Desoix remembered the descant, but he clasped Lachere's arm and said, "We weren't headed in that direction anyway, were we?"

"Too bloody right," murmured one of the Slammers, the shudder in his tone showing that he didn't feel any better about this than the UDB men did.

"Sergeant," Desoix said, edging close to Kekkonan and wishing that the two of them shared a command channel. "I think the faster we get off the seafront, the better we'll be."

He nodded toward the space between the warehouse they'd left and the next building—not so much an alley as a hedge against surveyors' errors.

"Great killing ground," Kekkonan snorted.

Flares rose from the plaza and burst in metallic showers above the city. Shots followed, tracers and the cyan flicker of powergun bolts aimed at the drifting sparks. There was more shooting, some of it from building roofs. Rounds curved in flat arcs back into the streets and houses.

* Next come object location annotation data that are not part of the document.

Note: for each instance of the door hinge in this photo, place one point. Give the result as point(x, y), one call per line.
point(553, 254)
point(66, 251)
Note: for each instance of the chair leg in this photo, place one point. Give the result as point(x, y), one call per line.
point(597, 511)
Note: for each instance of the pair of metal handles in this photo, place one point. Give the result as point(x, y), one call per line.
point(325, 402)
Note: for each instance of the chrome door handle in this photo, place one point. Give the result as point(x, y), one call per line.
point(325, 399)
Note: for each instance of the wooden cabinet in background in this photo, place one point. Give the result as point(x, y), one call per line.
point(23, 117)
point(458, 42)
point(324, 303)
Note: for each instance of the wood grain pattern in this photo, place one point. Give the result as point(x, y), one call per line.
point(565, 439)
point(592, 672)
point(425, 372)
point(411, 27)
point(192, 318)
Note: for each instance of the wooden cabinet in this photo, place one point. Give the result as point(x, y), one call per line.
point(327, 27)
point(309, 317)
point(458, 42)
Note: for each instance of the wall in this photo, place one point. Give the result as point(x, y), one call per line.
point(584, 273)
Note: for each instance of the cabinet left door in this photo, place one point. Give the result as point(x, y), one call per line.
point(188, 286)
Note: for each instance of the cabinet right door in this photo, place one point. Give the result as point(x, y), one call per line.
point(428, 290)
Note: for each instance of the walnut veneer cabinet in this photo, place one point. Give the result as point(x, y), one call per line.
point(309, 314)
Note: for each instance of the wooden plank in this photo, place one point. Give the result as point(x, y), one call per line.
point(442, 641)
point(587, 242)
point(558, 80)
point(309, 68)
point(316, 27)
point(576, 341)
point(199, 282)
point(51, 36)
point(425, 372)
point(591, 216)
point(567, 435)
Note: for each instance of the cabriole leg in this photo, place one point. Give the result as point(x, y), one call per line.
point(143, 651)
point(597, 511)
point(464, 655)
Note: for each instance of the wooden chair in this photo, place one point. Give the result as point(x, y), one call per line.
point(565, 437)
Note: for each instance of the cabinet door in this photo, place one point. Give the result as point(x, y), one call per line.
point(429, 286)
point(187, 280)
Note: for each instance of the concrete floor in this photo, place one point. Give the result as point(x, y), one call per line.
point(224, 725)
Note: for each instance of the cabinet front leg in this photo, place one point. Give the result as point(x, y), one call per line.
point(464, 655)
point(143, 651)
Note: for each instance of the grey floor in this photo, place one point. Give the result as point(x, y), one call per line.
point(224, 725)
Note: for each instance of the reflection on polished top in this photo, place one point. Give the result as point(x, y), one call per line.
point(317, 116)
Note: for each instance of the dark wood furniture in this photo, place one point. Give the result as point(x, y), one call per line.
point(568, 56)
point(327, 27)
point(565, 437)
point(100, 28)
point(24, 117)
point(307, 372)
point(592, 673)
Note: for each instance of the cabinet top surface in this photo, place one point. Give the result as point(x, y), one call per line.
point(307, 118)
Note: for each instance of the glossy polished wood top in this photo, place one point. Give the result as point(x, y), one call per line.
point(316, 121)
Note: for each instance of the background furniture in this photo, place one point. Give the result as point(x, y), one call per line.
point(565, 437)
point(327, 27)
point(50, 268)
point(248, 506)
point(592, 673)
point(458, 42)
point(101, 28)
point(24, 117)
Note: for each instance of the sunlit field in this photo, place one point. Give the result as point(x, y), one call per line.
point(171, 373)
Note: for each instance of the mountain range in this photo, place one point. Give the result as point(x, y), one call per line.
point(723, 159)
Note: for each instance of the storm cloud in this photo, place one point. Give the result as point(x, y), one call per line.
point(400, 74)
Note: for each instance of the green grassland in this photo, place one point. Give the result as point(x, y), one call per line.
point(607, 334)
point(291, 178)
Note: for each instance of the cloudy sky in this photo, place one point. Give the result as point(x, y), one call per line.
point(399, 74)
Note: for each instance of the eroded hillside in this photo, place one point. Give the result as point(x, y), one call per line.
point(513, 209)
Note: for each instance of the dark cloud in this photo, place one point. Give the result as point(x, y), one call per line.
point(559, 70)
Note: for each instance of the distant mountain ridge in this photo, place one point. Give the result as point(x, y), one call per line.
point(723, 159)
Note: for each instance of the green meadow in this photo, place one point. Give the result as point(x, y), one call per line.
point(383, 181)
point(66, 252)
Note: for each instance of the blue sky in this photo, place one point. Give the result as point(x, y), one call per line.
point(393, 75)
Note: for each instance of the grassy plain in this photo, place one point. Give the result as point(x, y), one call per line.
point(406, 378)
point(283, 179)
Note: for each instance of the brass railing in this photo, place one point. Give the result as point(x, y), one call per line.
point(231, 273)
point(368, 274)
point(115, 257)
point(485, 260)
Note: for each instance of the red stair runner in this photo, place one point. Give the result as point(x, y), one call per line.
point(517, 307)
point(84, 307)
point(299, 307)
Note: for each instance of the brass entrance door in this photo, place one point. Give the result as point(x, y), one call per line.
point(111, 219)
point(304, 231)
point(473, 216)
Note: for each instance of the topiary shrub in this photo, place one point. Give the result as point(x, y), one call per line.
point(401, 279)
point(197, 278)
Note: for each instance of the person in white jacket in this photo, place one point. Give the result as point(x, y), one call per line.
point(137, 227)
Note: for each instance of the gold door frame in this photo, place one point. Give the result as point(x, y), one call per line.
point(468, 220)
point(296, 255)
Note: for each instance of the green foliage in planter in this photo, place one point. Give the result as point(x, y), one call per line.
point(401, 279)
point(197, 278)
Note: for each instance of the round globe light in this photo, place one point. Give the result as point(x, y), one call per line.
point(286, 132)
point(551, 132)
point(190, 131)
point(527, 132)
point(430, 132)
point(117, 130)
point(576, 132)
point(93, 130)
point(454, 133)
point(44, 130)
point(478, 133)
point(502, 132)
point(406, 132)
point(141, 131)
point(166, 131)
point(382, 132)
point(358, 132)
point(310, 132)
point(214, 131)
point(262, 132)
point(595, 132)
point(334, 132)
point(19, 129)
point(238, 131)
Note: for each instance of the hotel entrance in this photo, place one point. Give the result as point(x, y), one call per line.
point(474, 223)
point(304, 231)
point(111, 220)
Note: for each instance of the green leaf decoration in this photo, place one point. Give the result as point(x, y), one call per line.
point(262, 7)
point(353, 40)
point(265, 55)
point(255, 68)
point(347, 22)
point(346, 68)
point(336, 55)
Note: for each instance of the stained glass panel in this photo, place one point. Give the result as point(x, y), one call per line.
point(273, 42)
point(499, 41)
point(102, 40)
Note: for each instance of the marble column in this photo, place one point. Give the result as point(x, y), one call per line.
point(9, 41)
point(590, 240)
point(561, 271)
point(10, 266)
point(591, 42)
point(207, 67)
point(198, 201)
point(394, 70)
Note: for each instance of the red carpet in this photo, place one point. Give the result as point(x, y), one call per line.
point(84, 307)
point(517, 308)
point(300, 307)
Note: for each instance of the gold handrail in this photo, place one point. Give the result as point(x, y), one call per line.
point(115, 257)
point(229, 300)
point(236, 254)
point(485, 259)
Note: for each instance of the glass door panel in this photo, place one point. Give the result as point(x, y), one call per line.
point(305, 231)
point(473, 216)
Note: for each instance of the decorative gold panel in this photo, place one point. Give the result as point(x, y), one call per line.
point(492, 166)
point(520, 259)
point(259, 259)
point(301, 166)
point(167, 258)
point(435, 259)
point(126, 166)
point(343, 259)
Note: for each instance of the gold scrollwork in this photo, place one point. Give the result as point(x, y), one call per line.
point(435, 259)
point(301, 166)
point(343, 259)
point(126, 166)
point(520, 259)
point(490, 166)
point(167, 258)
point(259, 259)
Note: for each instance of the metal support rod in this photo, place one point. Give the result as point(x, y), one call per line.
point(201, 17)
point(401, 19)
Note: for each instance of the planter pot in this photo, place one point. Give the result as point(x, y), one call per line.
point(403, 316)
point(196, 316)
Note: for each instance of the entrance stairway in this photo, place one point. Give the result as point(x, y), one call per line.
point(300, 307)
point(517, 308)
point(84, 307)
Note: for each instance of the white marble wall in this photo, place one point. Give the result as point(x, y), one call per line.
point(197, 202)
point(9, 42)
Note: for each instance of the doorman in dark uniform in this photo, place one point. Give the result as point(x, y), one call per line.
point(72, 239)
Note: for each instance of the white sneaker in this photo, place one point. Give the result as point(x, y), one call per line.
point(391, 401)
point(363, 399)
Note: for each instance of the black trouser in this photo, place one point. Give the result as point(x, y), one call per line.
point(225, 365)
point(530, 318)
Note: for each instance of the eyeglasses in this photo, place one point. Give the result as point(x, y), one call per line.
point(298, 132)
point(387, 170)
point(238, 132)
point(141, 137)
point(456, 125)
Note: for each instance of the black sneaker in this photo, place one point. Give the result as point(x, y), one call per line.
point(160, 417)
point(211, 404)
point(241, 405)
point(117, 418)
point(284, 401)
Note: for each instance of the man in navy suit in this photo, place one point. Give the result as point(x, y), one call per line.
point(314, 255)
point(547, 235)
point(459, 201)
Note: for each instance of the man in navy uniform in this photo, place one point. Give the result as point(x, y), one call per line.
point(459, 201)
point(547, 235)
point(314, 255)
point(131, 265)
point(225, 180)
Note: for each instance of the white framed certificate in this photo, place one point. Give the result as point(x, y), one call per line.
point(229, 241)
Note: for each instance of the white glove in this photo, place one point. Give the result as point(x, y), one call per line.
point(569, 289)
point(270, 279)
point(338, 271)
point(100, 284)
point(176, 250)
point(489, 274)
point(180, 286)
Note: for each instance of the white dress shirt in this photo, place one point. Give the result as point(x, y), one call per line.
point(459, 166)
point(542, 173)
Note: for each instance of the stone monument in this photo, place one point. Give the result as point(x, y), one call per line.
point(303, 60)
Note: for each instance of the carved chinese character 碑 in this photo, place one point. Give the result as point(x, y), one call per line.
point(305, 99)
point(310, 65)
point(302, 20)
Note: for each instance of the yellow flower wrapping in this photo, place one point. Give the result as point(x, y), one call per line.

A panel in the clear reflection of the House of Grace shattered into a rectangular scar.

"Right you are," said Kekkonan as he stepped into the narrow passage.

They had to move in single file. Desoix saw to it that he was the second man in the squad. Nobody objected.

He'd expected Tyl to give him infantrymen. Instead, all five of these troopers came from vehicle crews,tanks and combat cars.The weapon of choice under this night's conditions was a submachine-gun , not the heavier, 2cm semiautomatic shoulder weapon of Hammer's infantry. Koopman or his burly sergeant major had been thinking when they picked this team.